# Plastic film won't come off tub?!?



## Lightfoot (Jan 16, 2011)

You might try heating the plastic with a heat gun or hair dryer. It may help, it may not, but it's worth a try.


----------



## Mike Swearingen (Mar 15, 2005)

If heating it doesn't do it, try WD-40, which as you may know is actually a solvent, not a lubricant. I know that WD works well for removing new window stickers for instance. It may work for this too.
Good Luck!
Mike


----------



## WJKovacks (Jan 20, 2011)

WD40 won't affect acrylic either - right? Gotta confirm that


----------



## AllanJ (Nov 24, 2007)

A wood scraper can scratch an acrylic tub surface.

The plastic film probably got stale after the tub sat unsold in a warehouse or stockroom for a long time.


----------



## boman47k (Aug 25, 2006)

Hmm, don't know. Filling it with soapy hot water may do the trick for the areas that get submerged. If you try it, and it makes the plastic turn loose, do not let pieces of plastic clog the drain.

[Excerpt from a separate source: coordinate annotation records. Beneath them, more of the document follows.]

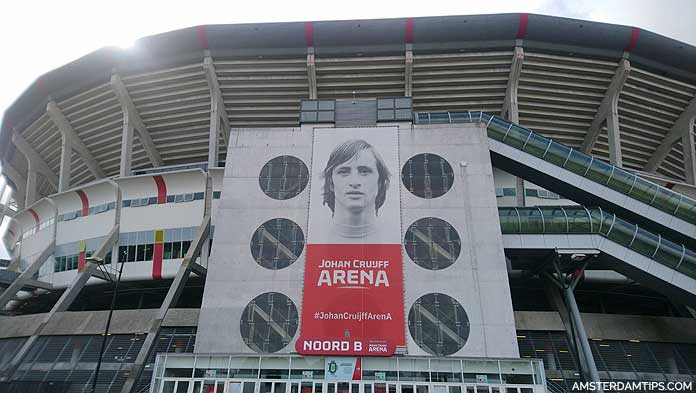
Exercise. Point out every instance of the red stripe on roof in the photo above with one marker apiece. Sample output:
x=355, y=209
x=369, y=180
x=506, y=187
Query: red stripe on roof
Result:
x=36, y=217
x=85, y=202
x=409, y=31
x=522, y=31
x=157, y=254
x=309, y=33
x=81, y=257
x=202, y=37
x=634, y=38
x=161, y=189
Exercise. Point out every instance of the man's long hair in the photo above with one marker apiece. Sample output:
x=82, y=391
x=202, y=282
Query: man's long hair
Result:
x=345, y=152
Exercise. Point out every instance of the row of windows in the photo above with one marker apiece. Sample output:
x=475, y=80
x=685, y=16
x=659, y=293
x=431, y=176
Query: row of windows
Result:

I think I would be careful with the heat from a hair dryer or heat gun on the tub.


----------



## WJKovacks (Jan 20, 2011)

Went back to the place where I bought the tub and asked the installation guys. They said a hairdryer should do it but nothing hotter. I would never try a heat gun with an acrylic tub. I'll try later and update the post to let you know if it worked or not.


----------



## Homerepairguy (Aug 1, 2010)

A bathtub is such a huge hassle to replace if anything goes wrong. I would contact the manufacturer of the tub and get their official recommendation on how to remove the film.

HRG


----------



## WJKovacks (Jan 20, 2011)

Filled the tub with hot water and that took all the film on the inside off no problems. Hair dryer works on the outside, but it's slow going. Still, it is going.


----------



## boman47k (Aug 25, 2006)

Thanks for the update.

Might be worth a shot to drape a warm moist towel over the parts you can to to loosen the plastic.


----------



## WJKovacks (Jan 20, 2011)

I was thinking of a hot wet towel or even a heating pad on low (although not at the same time as I'm not into potential electrocution).


----------



## boman47k (Aug 25, 2006)

Not into much of anything electrical around a bath tub/shower. I just don't like the idea of maybe touching a faucet anything electrical.


----------



## elroy66 (Jan 25, 2015)

*Acetone takes film off acrylic tub*

This happened with my Maxx tub. After installation, i noticed months later that the film had not been peeled off the bottom. (didn't notice at first cause it was clear and clean; as it got dirty, i saw it) By then, it would not peel off and the hot towel / blow dryer thing did not work. and as it was acrylic, i was afraid to experiment. i emailed the manufacturer and they said acetone / fingernail polish remover would take it off. i had to pour it on -- (as opposed to wipe) but as soon as i did, the film released and peeled off / fell off with no problem. took only a minute or two. i know this is an old post -- but this is the only place on the internet where i saw the issue even raised.


----------



## boman47k (Aug 25, 2006)

Thanks to the op'er for posting this. I had lost it from my favorites.


----------



## douglasN (10 mo ago)

Don't know if anyone still interested, but I've manage to remove the film by rubbing liquid hydrocarbon on top of it, after a few minutes, they just peel right off


----------



## lenaitch (Feb 10, 2014)

douglasN said:


> Don't know if anyone still interested, but I've manage to remove the film by rubbing *liquid hydrocarbon* on top of it, after a few minutes, they just peel right off


Ok, I'll bite.


----------